Никакой интонации, никакого выражения — сталь, сталь, сталь.
«Ну базар-вокзал. Словно баранов на убой», — Андрон прерывисто вздохнул, сплюнул и вдруг увидел мать — Варвара Ардальоновна, стоя у стены, тихо плакала и, не отрываясь, вглядывалась в толпу.
«Эх, мама, мама», — Андрон смешался с толпой, нашёл свою команду, забился в автобус, в горле у него залип горький отвратительный ком.

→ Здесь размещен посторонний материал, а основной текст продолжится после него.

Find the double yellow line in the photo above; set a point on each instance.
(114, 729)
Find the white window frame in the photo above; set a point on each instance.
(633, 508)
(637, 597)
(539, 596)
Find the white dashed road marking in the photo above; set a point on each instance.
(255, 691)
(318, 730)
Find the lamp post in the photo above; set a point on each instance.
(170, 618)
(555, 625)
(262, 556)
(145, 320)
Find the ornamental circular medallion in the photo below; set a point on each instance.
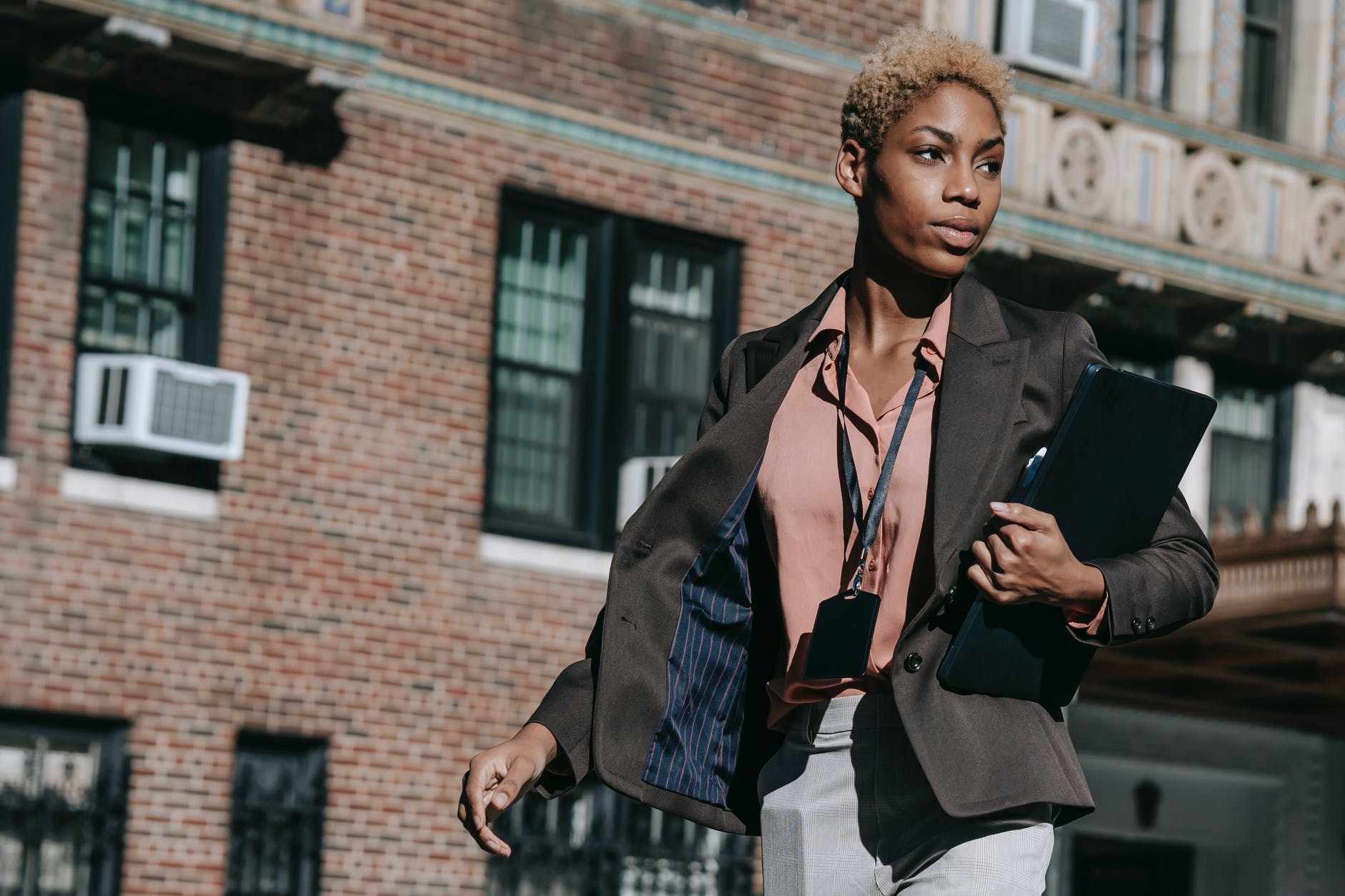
(1212, 202)
(1326, 230)
(1082, 166)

Потом тронулись. Автобусы колонной потянулись по Стачек, у станции метро повернули к Обводному и набережной, мимо объединения «Красный треугольник» — оно же «гондонная фабрика» — направились к Балтийскому вокзалу. Однако проехали и его, и Варшавский, остановились у храма Воскресения Христа, перепрофилированный ещё давно в Дворец культуры имени Карла Маркса. Здесь призывников построили во дворе, тщательно пересчитали и приказали выложить из вещмешков все хрупкое и бьющееся. Кто достал флакон одеколона, кто термос с чаем, кто банку из-под майонеза с домашним винегретом. Следующий приказ был таков — поднять скарб над головой и бросить наземь. Сразу хрустнуло, звякнуло, кое у кого на глазах выступили слезы. В воздухе густо запахло водкой.